Hospitals and physicians are ready and willing to start using new methods of getting paid to help transform how health care is delivered. However, outdated fraud and abuse laws — relics from a time when doctors and hospitals worked in separate silos — are keeping them from doing so.

In a report issued to Congress Tuesday, the American Hospital Association asked Congress to lift regulatory barriers that stymie new models of care and payment — those that reward careful coordination and avoid duplication of services. Stark and anti-kickback laws are limiting physicians’ and hospitals’ ability to work with one another, the AHA contends.

Currently, the Centers for Medicare & Medicaid Services has more than 20 new initiatives to reform how care is paid for and delivered, representing some 2.5 million beneficiaries. Regulations now on the books are in “desperate need of modernization” for these payment initiatives to work as envisioned, the AHA states.

“The current fraud and abuse laws were written for another world,” says Maureen Mudron, Washington, D.C., deputy general counsel for the association. “Today, we’re in the world of payment for value and in order to achieve those goals of improving both the delivery of care and the health of patients, we need to think differently about the relationships among providers and with patients.”

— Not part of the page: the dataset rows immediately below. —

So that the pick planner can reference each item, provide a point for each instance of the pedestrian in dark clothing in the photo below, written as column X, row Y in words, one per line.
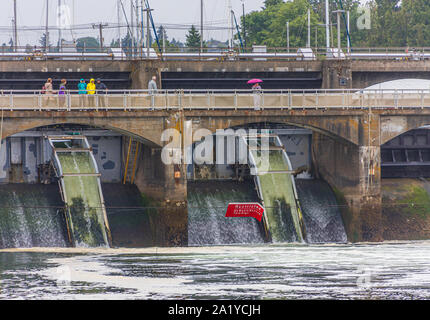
column 62, row 93
column 101, row 90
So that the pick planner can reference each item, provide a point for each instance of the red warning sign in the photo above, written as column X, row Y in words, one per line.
column 251, row 210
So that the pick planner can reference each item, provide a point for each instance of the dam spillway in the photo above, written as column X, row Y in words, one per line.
column 274, row 180
column 81, row 189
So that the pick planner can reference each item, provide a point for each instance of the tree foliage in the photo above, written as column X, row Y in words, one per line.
column 394, row 23
column 193, row 38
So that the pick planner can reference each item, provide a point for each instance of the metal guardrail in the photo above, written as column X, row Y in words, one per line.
column 217, row 53
column 215, row 100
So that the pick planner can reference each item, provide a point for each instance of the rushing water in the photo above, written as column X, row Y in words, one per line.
column 207, row 205
column 361, row 271
column 321, row 213
column 83, row 197
column 279, row 200
column 31, row 216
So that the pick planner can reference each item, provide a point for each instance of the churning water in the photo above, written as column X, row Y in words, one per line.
column 321, row 213
column 360, row 271
column 83, row 198
column 31, row 216
column 207, row 205
column 279, row 199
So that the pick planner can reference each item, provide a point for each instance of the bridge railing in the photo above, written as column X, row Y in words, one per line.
column 214, row 99
column 212, row 53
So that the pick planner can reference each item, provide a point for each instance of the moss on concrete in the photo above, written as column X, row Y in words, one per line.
column 405, row 209
column 352, row 234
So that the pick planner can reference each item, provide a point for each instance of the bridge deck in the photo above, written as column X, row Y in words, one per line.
column 326, row 99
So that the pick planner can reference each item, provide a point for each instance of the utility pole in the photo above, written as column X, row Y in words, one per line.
column 15, row 28
column 119, row 22
column 309, row 29
column 100, row 26
column 60, row 36
column 230, row 10
column 47, row 27
column 327, row 24
column 349, row 30
column 244, row 22
column 132, row 27
column 138, row 35
column 201, row 25
column 338, row 12
column 142, row 29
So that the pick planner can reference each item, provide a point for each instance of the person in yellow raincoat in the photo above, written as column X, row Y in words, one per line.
column 91, row 91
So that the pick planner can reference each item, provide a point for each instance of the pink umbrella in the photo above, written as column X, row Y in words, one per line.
column 254, row 81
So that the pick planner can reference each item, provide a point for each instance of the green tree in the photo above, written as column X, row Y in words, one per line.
column 42, row 41
column 87, row 44
column 193, row 39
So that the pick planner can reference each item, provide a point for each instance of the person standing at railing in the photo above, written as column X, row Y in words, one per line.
column 62, row 93
column 91, row 91
column 48, row 90
column 101, row 92
column 82, row 91
column 152, row 90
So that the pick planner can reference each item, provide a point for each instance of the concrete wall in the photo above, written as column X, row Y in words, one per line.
column 354, row 174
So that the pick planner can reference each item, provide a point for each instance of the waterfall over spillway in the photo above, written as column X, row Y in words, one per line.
column 81, row 188
column 207, row 205
column 31, row 216
column 321, row 214
column 279, row 200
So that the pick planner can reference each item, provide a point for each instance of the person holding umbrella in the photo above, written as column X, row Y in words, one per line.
column 256, row 89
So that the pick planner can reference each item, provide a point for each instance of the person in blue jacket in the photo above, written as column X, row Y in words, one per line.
column 82, row 90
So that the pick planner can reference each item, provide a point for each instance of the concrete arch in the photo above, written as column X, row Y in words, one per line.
column 345, row 130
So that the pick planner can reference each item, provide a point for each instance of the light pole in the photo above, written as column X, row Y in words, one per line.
column 327, row 24
column 338, row 12
column 201, row 25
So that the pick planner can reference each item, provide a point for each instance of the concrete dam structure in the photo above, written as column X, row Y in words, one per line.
column 340, row 149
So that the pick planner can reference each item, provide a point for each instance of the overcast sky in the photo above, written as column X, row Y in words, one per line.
column 33, row 13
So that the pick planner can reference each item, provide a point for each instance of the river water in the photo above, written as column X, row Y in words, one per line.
column 398, row 270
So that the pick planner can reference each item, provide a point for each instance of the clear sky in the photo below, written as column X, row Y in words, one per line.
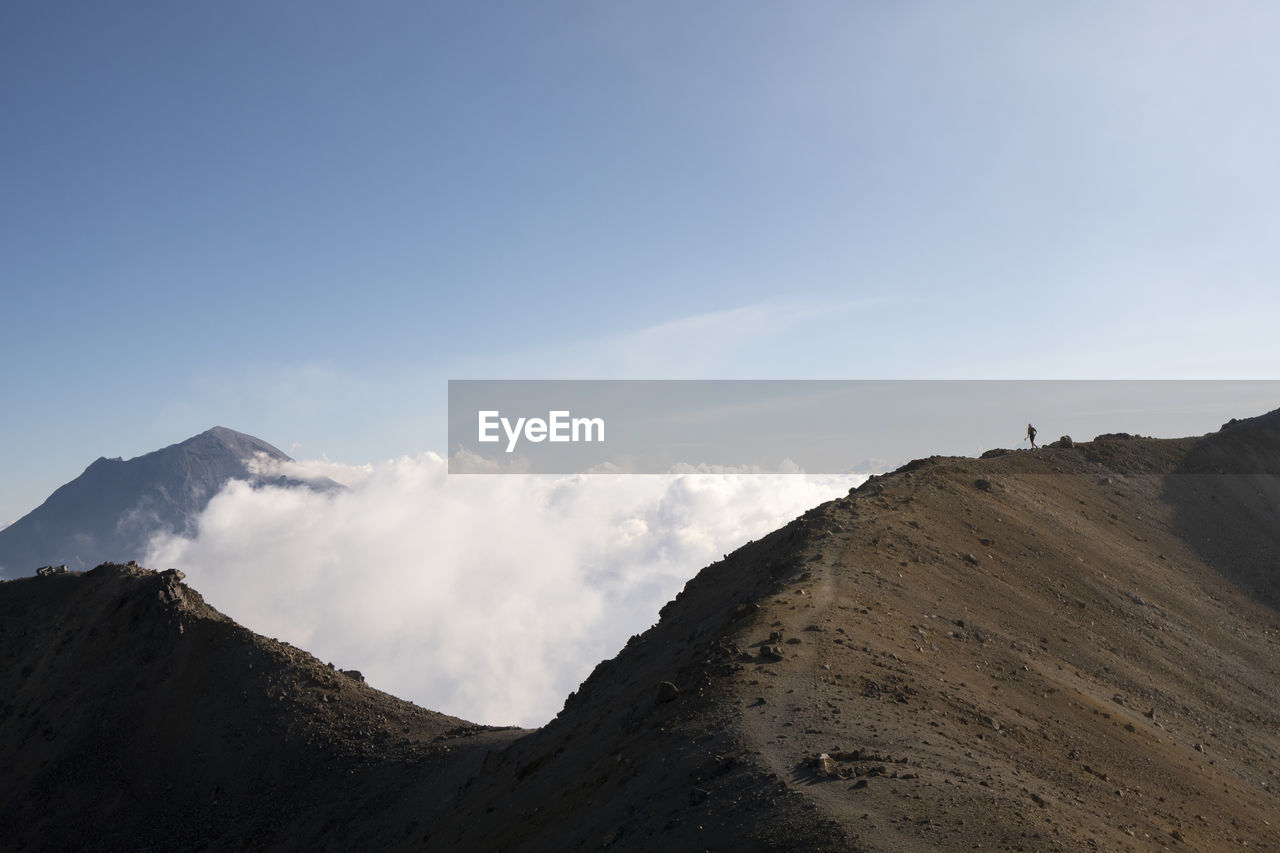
column 300, row 219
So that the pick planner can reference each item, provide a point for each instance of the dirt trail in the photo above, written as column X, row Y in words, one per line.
column 1072, row 648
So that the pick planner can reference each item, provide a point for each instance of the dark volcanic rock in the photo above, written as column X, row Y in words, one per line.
column 114, row 507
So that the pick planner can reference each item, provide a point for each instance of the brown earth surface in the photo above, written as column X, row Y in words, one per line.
column 1068, row 648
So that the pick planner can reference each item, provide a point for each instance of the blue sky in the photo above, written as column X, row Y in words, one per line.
column 301, row 219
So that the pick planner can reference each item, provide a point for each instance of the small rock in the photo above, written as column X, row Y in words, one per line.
column 824, row 766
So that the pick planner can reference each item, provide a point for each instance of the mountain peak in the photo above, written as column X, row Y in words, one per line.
column 112, row 511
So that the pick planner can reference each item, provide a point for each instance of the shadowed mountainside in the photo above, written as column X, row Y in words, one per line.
column 1068, row 648
column 115, row 506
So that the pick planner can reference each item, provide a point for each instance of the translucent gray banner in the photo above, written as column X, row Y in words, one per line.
column 814, row 427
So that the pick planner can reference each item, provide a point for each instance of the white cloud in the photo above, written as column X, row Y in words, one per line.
column 485, row 597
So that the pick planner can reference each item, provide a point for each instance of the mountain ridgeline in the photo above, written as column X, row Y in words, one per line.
column 112, row 510
column 1066, row 648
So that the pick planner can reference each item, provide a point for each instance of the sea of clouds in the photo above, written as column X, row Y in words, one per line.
column 488, row 597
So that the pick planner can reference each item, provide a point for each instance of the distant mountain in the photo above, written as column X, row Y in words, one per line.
column 114, row 507
column 1065, row 648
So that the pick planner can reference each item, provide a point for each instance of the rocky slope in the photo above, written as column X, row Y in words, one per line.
column 1069, row 648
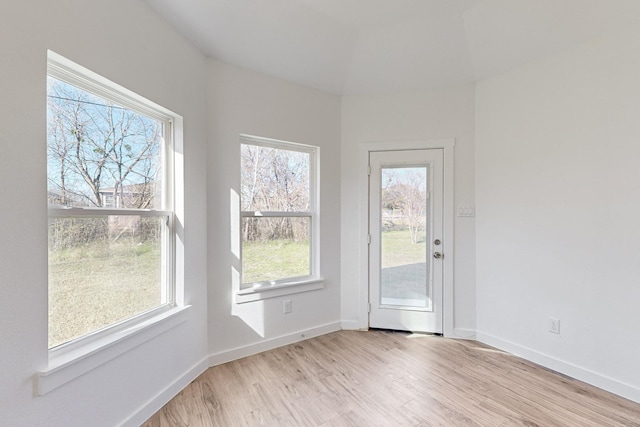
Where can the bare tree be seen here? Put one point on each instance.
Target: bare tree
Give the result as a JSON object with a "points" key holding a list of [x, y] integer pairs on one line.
{"points": [[404, 189], [274, 180], [95, 147], [97, 150]]}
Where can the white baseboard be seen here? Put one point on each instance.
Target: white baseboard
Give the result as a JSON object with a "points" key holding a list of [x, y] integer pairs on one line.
{"points": [[164, 396], [464, 334], [251, 349], [590, 377], [354, 325]]}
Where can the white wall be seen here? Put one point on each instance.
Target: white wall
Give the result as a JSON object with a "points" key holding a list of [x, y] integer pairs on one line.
{"points": [[245, 102], [420, 115], [558, 202], [126, 42]]}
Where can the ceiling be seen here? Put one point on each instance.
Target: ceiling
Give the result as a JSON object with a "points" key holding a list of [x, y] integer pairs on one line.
{"points": [[380, 46]]}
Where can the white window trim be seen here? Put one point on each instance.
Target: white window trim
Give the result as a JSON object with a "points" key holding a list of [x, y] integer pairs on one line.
{"points": [[70, 360], [248, 292]]}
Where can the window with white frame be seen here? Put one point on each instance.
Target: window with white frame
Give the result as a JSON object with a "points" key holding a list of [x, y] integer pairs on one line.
{"points": [[278, 211], [110, 205]]}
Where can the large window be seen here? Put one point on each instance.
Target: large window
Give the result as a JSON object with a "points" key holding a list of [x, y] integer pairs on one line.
{"points": [[110, 204], [278, 198]]}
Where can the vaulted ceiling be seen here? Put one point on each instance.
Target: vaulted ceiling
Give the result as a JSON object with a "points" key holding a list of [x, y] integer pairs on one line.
{"points": [[374, 46]]}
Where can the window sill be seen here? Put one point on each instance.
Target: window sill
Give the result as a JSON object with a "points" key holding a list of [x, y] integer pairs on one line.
{"points": [[263, 291], [66, 367]]}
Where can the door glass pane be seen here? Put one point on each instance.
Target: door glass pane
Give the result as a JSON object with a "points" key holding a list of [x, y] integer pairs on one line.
{"points": [[404, 276]]}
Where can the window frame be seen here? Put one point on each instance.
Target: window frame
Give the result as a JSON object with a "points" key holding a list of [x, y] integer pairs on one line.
{"points": [[250, 291], [71, 73]]}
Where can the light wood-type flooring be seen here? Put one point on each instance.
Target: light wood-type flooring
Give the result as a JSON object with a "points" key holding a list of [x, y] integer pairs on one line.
{"points": [[382, 378]]}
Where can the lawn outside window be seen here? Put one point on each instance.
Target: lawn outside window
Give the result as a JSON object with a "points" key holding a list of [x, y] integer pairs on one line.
{"points": [[278, 219], [110, 192]]}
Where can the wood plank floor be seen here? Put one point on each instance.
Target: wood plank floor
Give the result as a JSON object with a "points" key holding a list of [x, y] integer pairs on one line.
{"points": [[381, 378]]}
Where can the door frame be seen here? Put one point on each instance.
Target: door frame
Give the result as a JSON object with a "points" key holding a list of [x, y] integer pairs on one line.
{"points": [[448, 147]]}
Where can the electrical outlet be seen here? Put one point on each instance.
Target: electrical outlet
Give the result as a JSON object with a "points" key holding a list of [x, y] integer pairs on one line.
{"points": [[287, 306]]}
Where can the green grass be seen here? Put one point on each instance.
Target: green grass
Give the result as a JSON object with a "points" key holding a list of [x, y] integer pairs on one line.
{"points": [[397, 249], [271, 260], [94, 286]]}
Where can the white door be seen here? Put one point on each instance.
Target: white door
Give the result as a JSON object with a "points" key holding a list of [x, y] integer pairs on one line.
{"points": [[406, 240]]}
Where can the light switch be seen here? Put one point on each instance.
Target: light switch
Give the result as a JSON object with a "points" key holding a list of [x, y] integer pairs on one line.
{"points": [[466, 211]]}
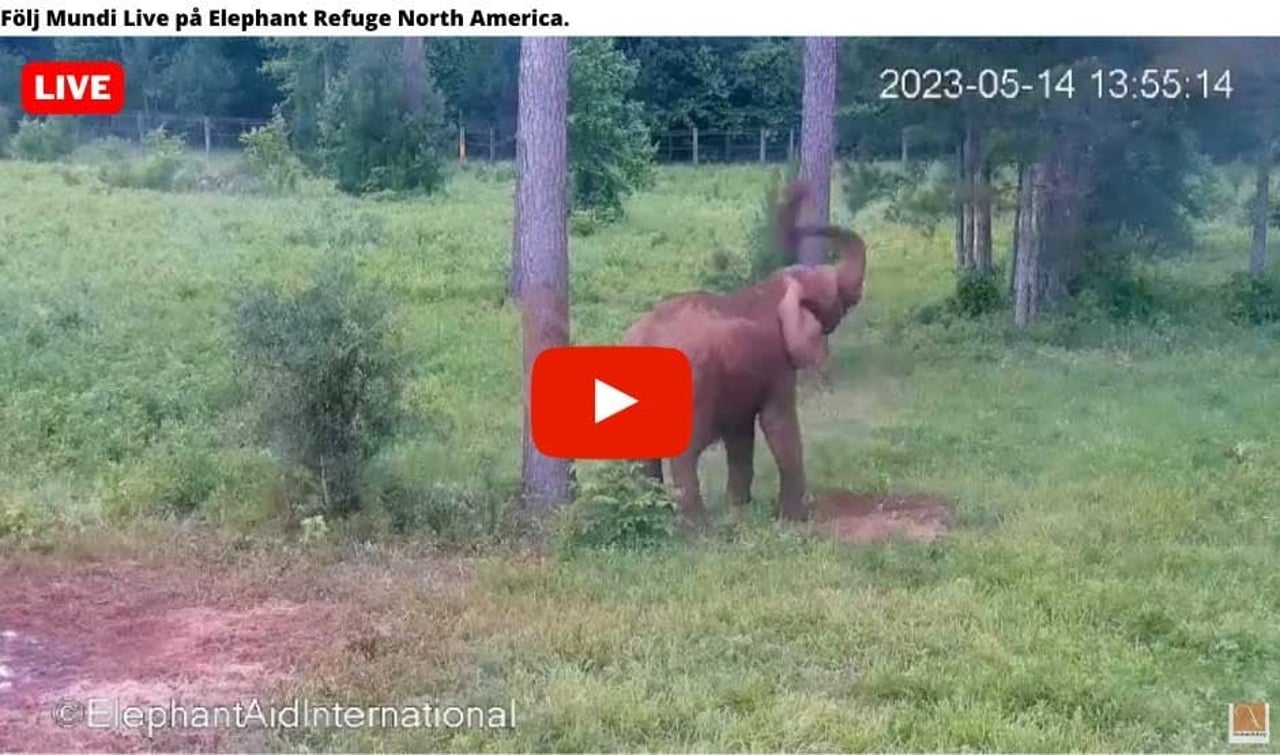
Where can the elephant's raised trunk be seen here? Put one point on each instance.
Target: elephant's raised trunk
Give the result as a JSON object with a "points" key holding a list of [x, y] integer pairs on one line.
{"points": [[851, 268]]}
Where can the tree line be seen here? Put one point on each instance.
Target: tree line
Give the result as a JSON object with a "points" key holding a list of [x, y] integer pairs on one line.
{"points": [[1083, 165]]}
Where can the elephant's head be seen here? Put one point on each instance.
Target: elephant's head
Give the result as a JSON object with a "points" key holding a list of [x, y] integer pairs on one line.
{"points": [[816, 298]]}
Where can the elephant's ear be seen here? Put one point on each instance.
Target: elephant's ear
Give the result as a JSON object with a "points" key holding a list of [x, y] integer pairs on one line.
{"points": [[801, 333]]}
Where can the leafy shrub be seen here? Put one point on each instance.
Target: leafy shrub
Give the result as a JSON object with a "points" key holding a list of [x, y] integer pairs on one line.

In its report, the AHA lays out seven activities required of hospitals and docs in this new value-based world, which are impeded by current fraud and abuse laws:

  1. Sharing electronic health records and analytic tools to coordinate care
  2. Aligning incentives to redesign care and improve outcomes
  3. Providing incentives to employ more efficient and effective treatment options
  4. Rewarding a team-based approach that includes nonphysician practitioners
  5. Creating collaborative arrangements to coordinate care when the patient leaves the hospital
  6. Assisting a patient with discharge planning
  7. Providing assistance to patients to maintain their health when they return home

As of now, anti-kickback laws prohibit hospitals from exchanging anything of value to influence a physician’s ordering of services or the purchase of items that are paid for by a federal health care program. The Stark law controls whether a doctor can make referrals to certain hospitals with which he or she has a financial relationship.

For hospitals and physicians to work together and share financial incentives for quality outcomes and clinical efficiency, common sense "safe harbors" to the
Anti-Kickback statute and reforms to the Stark law are needed. The current process for gaining clearance from HHS to do so currently, the AHA says, is an “arduous, expensive and inefficient process that can take years to complete.”

The AHA proposes changes to the laws that would “foster and protect arrangements designed to achieve the goals of payment-for-value programs.” Congress already remedied one impediment to new payment models as part of last year’s Medicare Access and CHIP Reauthorization Act, or MACRA. It removed a barrier created by the HHS Inspector General's Office interpretation of the Civil Monetary Law that prohibited incentives to reduce or limit services, known as gainsharing. Congress also called for a more complete re-examining of fraud and abuse laws and asked the health care field to propose legislative changes.

Mudron says the Senate Finance Committee has scheduled a hearing on the Stark law for July 12. AHA is asking Congress to move quickly to make such modifications.

"Hospitals are ready to move forward in meeting the goals of better and more efficient care for patients. But the current legal regime is standing in their way," Mudron said. "Congress needs to act quickly in order to bring the fraud and abuse laws into the 21st century."